Tim Maurer Simple Money Portfolio Overview
Background and Philosophy
The Simple Money Portfolio was created by Tim Maurer, a wealth advisor and Director of Personal Finance for Buckingham and the BAM ALLIANCE. Maurer is a well-known financial expert, author, and speaker who advocates for simplicity, behavioral finance awareness, and evidence-based investing. His book, Simple Money: A No-Nonsense Guide to Personal Finance, emphasizes the importance of aligning financial decisions with personal values while avoiding unnecessary complexity.
The philosophy behind this lazy portfolio is rooted in a 60/40 stocks/bonds allocation, but with intentional tilts toward value and small-cap stocks to potentially enhance returns over the long term. Maurer’s approach is designed to be low-maintenance, diversified, and suitable for investors who prefer a hands-off strategy while still capturing market premiums associated with value and small-cap equities.
Asset Allocation and Analysis
The portfolio consists of the following ETFs:
- EFV (15%): iShares MSCI EAFE Value ETF – Provides exposure to international developed market value stocks.

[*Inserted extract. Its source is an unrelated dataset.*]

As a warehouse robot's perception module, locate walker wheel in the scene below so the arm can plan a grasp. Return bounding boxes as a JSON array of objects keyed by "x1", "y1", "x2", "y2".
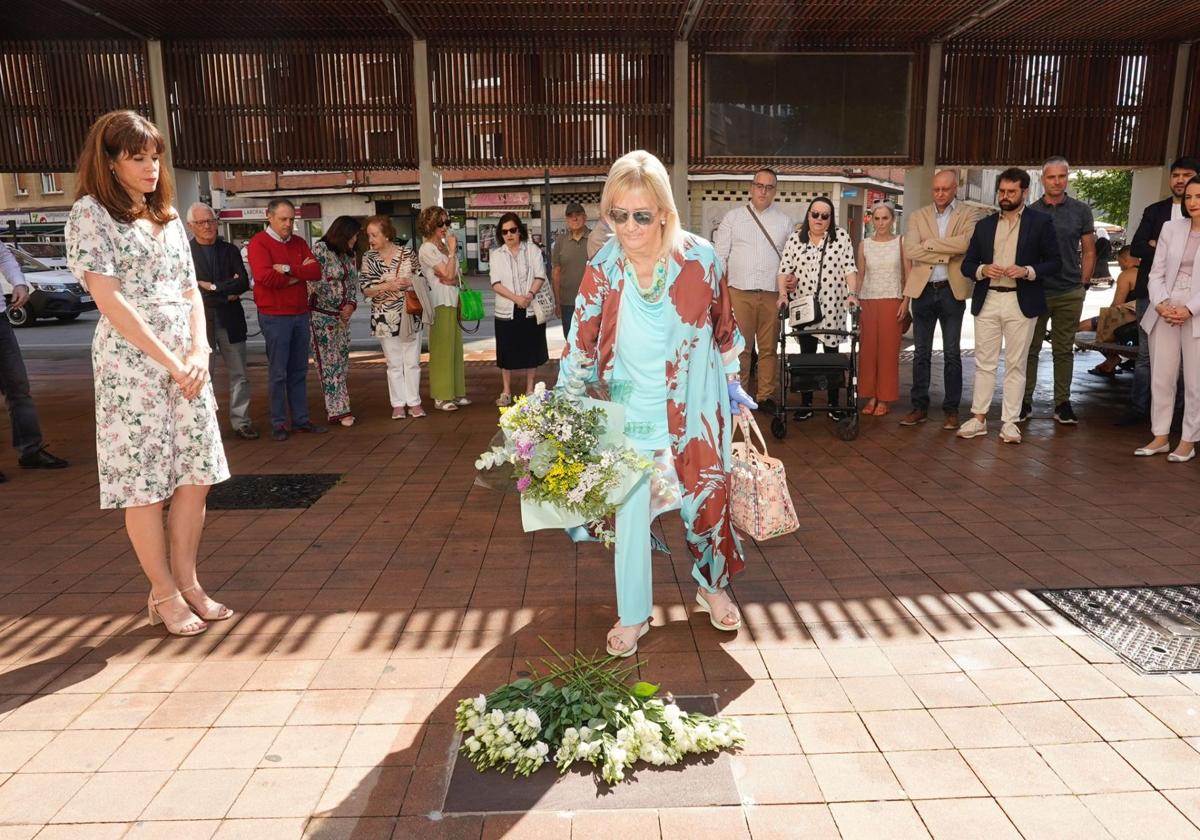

- IEI (40%): iShares 3-7 Year Treasury Bond ETF – Offers intermediate-term U.S. Treasury bond exposure for stability.
- IVV (7.5%): iShares Core S&P 500 ETF – Tracks the S&P 500 for large-cap U.S. equity exposure.
- IWD (7.5%): iShares Russell 1000 Value ETF – Focuses on U.S. large-cap value stocks.
- IWM (7.5%): iShares Russell 2000 ETF – Provides small-cap U.S. equity exposure.
- IWN (7.5%): iShares Russell 2000 Value ETF – Targets small-cap value stocks in the U.S.
- SCZ (15%): iShares MSCI EAFE Small-Cap ETF – Covers international small-cap stocks.
Diversification and Risk Level
This portfolio is well-diversified across:
- Asset Classes: Equities (60%) and bonds (40%).
- Geographies: U.S. (30%) and international (30%) stocks.
- Market Capitalizations: Large-cap, small-cap, and value stocks.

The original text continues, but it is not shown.